Having started on a small scale 14 years ago, the conference has grown and has been a significant fixed point for everybody working with Belarus. Every year in late autumn, state and non-state actors involved with Belarus would meet in Minsk to discuss projects, take part in panels and network.

For several years, it has been a mirror of the changing relations between the EU and its neighbours. In recent years, the Head of the Presidential Administration of Belarus, Vladimir Makej, was the keynote speaker of the conference. Last year, the German and Polish Ministers of foreign affairs even came to Minsk and met with Aliaksandr Lukashenka right before the Minsk Forum. This was symbolic for the Minsk Forum: it aimed to serve as a platform for dialogue between state and non-state actors and to bring together those who would rarely meet in Belarus under the current circumstances.

The fact that the German-Belarusian Society and its partners have now decided not to organise a Minsk Forum this year shows that EU-Belarus relations are at an all-time low this year. In the past, German political foundations served as sponsors of the forum. After the events of the 2010 presidential elections, political repressions and broken political relations between the EU and Belarus on a high-scale level, coming together in Minsk for the conference is no longer an option.

“Organising a conference which will involve the meeting of politicians from Germany and other EU countries with their counterparts from Belarus is not possible at the given point of time”, the President of the German-Belarusian Society, Prof. Rainer Lindner, states in the press release.

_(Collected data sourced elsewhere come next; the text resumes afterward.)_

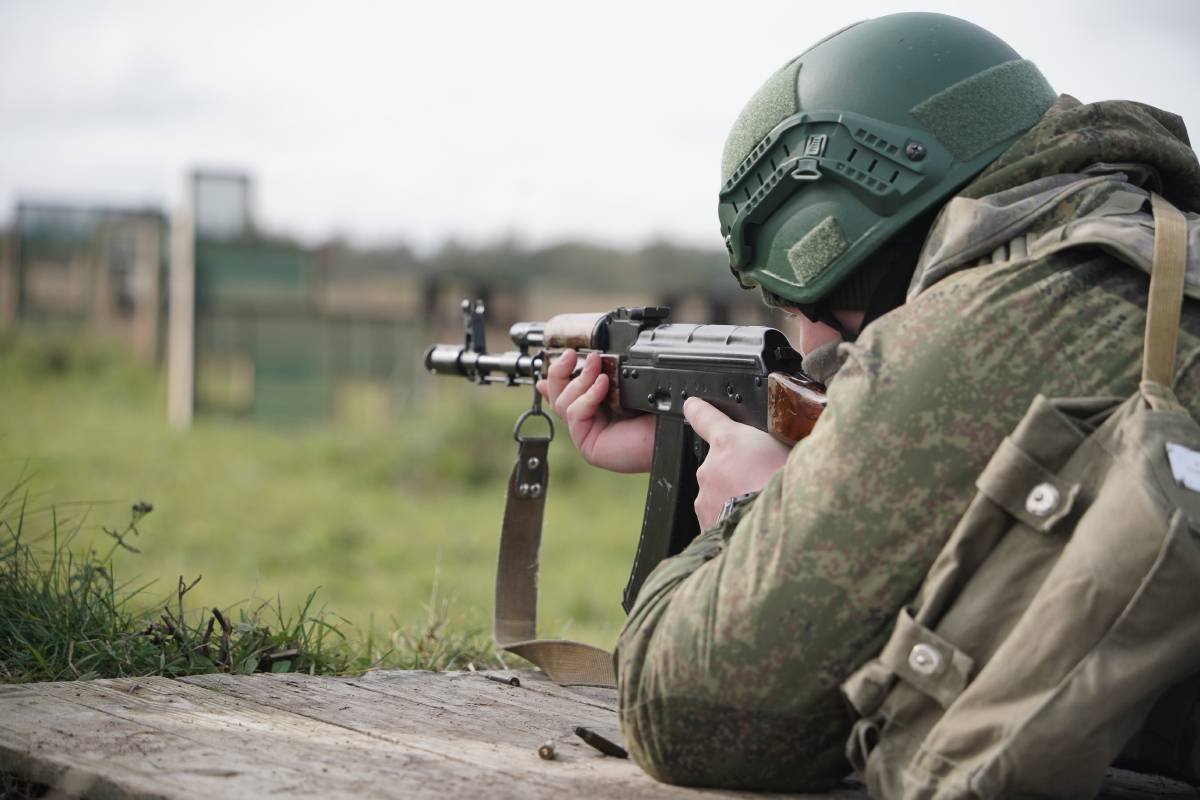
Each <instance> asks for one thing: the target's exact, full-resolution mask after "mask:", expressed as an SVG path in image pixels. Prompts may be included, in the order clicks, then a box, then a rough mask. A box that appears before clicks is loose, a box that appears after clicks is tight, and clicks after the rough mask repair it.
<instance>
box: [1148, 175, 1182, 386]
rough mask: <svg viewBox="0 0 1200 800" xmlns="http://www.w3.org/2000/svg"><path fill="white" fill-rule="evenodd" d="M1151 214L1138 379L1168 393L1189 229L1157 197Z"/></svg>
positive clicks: (1173, 353) (1181, 305) (1153, 201)
mask: <svg viewBox="0 0 1200 800" xmlns="http://www.w3.org/2000/svg"><path fill="white" fill-rule="evenodd" d="M1150 204H1151V210H1152V211H1153V212H1154V255H1153V261H1152V264H1151V272H1150V300H1148V301H1147V303H1146V343H1145V348H1144V350H1142V362H1141V379H1142V381H1144V383H1145V381H1150V383H1156V384H1159V385H1162V386H1165V387H1168V389H1170V387H1171V384H1174V383H1175V345H1176V343H1177V341H1178V336H1180V313H1181V311H1182V303H1183V277H1184V272H1186V271H1187V252H1188V229H1187V218H1186V217H1184V216H1183V212H1182V211H1180V210H1178V209H1176V207H1175V206H1174V205H1171V204H1170V203H1168V201H1166V200H1165V199H1164V198H1163V197H1162V196H1160V194H1156V193H1152V194H1151V196H1150Z"/></svg>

According to the organisation, dialogue will only be possible after all political prisoners in Belarus have been released. However, the partners of Minsk Forum committed to do their best to keep up the partnership with Belarusian civil society. Cancellation of the conference this year shows that the time of pretence is over. A clear message had been sent – not by the EU or the German government itself – but by those organising the conference, those who drive German-Belarusian relations. It is no longer possible — and there is no longer a wish — to overlook the violations of human rights in Belarus for the sake of taking a common picture with Uladzimir Makej, the chief of Lukashenka's administration, and Roland Pofalla the Chief of Staff of the German Chancellery, as it has been the case during the last years.

While it is of course regrettable that the conference is not going to take place this year because of the political situation, it could also be seen as a chance for those involved in its organisation. In recent years, although the number of participants was still growing, a sense of saturation could be felt among the participants.

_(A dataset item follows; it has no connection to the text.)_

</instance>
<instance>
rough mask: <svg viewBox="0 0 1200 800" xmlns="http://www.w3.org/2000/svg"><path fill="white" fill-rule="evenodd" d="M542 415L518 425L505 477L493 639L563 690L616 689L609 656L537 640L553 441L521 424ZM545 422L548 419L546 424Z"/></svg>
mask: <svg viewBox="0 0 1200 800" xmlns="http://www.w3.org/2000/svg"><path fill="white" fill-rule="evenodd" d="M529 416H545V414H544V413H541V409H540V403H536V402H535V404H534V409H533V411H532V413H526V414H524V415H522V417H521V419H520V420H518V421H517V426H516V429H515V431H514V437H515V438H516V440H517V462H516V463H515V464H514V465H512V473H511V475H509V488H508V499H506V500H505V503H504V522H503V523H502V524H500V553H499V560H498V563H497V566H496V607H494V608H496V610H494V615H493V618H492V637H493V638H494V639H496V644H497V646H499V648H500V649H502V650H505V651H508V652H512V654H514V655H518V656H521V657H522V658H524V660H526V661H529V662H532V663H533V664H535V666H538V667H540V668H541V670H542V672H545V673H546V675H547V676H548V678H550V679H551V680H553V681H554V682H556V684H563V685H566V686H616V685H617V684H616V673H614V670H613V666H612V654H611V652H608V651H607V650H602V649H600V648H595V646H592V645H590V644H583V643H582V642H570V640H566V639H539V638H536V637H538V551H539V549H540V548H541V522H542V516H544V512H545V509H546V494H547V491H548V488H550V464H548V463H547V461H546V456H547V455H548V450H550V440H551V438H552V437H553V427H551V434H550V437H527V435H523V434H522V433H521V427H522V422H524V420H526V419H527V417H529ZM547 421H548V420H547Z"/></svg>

A shift towards economic topics and a growing number of economic representatives tended to prevent the conference from being what it was so highly valued for: a forum for those who want to move things in Belarus, who have a chance to meet once a year and come up with projects, discuss in a free atmosphere and to be heard by those people they would not reach under normal circumstances.

Hopefully, the German and the Belarusian side will take one year to think about how cooperation could look in the future and to adjust their priorities.